Мама тоже подбежала к ящику, провела рукой по его гладкой, полированной поверхности и сказала:
— Такой дорогой. Спасибо, отец… Теперь мы не будем скучать вечерами. А для Юры это даже полезно: по телевизору все время идут передачи для детей. А то у Рябовых есть телевизор и у Поповых, у всех его приятелей, так он может в своем развитии отстать от них.
— Ну ладно, ладно, — сказал дед. — Где мы поставим сей предмет?
— Вон, в углу. Пока на пол, — сказала мать. — А потом купим маленький столик. — Она с беспокойством посмотрела на деда, какой-то у нее был виноватый вид. — Я получила на дом работу, перепечатаю, получу деньги, и купим столик. А ты, Юра, немного подождешь с курткой? Ладно?
— Могу подождать, — сказал я. Мне было обидно за мать, чего она так перед дедом… — А вообще-то я могу сделать столик сам, на уроке труда. У нас Роман Иванович любит, когда мы на уроке что-нибудь делаем для дома.
— Знаю я вашу работу.

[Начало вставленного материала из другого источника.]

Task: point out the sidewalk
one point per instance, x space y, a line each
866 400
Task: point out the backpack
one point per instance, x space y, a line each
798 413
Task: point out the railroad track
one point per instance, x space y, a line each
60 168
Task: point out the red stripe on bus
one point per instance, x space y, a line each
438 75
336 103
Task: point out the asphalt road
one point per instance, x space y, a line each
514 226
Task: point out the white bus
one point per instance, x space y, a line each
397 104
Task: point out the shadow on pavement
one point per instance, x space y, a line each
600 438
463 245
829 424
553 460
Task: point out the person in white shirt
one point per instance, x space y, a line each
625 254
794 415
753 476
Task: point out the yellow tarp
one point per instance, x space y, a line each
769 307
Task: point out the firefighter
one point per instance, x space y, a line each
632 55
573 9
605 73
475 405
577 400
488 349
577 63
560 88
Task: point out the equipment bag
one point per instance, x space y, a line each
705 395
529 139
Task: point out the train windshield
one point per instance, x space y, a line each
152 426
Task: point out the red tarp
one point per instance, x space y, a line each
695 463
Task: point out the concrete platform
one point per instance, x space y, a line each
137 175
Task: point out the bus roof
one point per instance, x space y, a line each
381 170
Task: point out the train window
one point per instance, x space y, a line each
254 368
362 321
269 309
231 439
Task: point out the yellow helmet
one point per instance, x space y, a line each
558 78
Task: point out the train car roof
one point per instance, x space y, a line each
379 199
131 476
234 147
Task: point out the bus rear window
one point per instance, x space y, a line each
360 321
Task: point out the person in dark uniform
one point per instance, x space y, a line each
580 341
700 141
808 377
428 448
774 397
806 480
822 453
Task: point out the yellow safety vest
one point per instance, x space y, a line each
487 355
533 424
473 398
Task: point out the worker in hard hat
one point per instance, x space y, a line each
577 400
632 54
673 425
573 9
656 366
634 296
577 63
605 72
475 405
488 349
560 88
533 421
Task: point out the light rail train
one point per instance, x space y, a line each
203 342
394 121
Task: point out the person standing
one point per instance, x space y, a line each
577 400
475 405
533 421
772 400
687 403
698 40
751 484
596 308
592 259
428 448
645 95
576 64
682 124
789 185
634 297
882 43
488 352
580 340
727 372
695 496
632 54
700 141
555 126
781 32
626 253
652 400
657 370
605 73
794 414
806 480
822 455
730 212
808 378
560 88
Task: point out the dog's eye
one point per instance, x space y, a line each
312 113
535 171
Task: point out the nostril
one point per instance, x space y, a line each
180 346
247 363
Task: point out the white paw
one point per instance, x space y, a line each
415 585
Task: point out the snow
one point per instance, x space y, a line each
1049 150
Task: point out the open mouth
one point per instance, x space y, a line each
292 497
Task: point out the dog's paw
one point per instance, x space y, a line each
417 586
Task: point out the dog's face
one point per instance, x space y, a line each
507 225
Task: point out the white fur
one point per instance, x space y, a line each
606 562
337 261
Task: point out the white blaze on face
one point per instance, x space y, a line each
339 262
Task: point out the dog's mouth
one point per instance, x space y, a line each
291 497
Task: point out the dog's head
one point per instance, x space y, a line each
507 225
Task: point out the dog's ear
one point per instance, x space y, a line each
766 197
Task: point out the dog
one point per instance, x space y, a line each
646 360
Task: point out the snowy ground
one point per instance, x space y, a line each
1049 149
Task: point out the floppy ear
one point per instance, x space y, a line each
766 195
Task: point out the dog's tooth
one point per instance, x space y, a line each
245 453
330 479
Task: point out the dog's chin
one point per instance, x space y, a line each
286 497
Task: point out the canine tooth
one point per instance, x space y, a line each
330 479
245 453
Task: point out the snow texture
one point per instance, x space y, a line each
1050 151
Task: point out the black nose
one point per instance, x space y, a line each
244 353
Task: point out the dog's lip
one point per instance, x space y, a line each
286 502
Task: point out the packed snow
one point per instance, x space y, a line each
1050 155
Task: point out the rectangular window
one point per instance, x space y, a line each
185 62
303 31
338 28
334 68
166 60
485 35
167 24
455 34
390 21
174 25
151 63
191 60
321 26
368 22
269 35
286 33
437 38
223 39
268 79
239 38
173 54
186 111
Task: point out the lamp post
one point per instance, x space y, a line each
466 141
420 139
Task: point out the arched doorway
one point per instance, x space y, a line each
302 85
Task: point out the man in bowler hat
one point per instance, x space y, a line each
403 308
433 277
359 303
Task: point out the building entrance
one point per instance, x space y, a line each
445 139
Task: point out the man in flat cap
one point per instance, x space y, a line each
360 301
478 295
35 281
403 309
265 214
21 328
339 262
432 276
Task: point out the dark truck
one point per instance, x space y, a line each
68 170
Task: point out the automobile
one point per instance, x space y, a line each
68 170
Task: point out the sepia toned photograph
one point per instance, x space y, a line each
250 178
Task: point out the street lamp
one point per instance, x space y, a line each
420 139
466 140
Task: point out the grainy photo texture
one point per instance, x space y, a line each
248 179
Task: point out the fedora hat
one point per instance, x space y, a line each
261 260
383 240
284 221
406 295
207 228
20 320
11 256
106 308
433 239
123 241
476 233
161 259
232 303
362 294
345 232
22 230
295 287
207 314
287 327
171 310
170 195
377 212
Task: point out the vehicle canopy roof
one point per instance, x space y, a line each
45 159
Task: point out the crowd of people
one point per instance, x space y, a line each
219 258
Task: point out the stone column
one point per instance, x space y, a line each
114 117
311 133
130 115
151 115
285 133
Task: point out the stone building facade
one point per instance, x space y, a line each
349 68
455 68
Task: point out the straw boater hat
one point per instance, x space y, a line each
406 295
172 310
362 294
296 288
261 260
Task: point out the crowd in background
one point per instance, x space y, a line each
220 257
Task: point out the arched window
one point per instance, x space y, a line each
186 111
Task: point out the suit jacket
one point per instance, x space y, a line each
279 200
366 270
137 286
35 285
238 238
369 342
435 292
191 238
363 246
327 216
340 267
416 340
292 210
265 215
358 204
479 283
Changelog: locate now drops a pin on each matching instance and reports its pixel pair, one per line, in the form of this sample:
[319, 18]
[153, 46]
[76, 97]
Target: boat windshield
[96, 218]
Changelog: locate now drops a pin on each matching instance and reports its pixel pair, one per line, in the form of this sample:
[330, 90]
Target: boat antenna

Один обман, — ответил дед. — На твой столик поставь эту вещь, цена которой сто девяносто рублей, а твой столик хряк… и нет телевизора.
— Мы делаем крепко, — сказал я. — Роман Иванович говорит, что у нас золотые руки.
— «Золотые руки»! Отойди, пожалуйста, от телевизора. Понял? Не ты купил, не тебе ломать.
— А я разве собираюсь ломать? — удивился я.
— Иди, иди, мы вдвоем с матерью все сделаем…
Я повернулся и отошел к окну, пока они там пыхтели около телевизора, вытаскивали его из коробки, ставили в угол и дед проверял лакировку и отделку. «Ну и пусть себе проверяет, — подумал я. — Не знает даже, что проверять». Хотелось оглянуться и посмотреть, что они там колдуют, но я взял себя в руки — не оглянулся. Стоял, смотрел в окно, а сам слушал, что они говорили.
— Что это ты вдруг расщедрился? — спросила мать.
— Кто же вас пожалеет, если не я, — сказал дед.
— Спасибо, отец, — сказала мать.
— Только ты Юрия предупреди, чтобы он не таскал к нам ребят со двора. Обязательно сломают…
— Конечно. После них разве что лишняя работа, — в тон деду поддакнула мать. — Полы все затопчут…
Мать говорила как-то неуверенно, она ведь была совсем другой, и то, что она сейчас говорила, было против ее воли. Она подлаживалась под деда, просто старалась ему угодить, и все из-за какого-то телевизора. Плевать мне тысячу раз на этот телевизор. Ни разу к нему не подойду.
Хуже всего, когда человек только для себя. Мне бы сейчас поговорить с дедом, как надо, а я молчу. Знаю, что дед жадный, несправедливый, а прощаю его и даже иногда похваливаю ребятам. Странно это… Чужих осуждаешь, а своим все прощаешь. А вот Иван Кулаков ни за что бы его не простил.
— Эй, Юрий! — крикнул дед. — Подойди, помоги.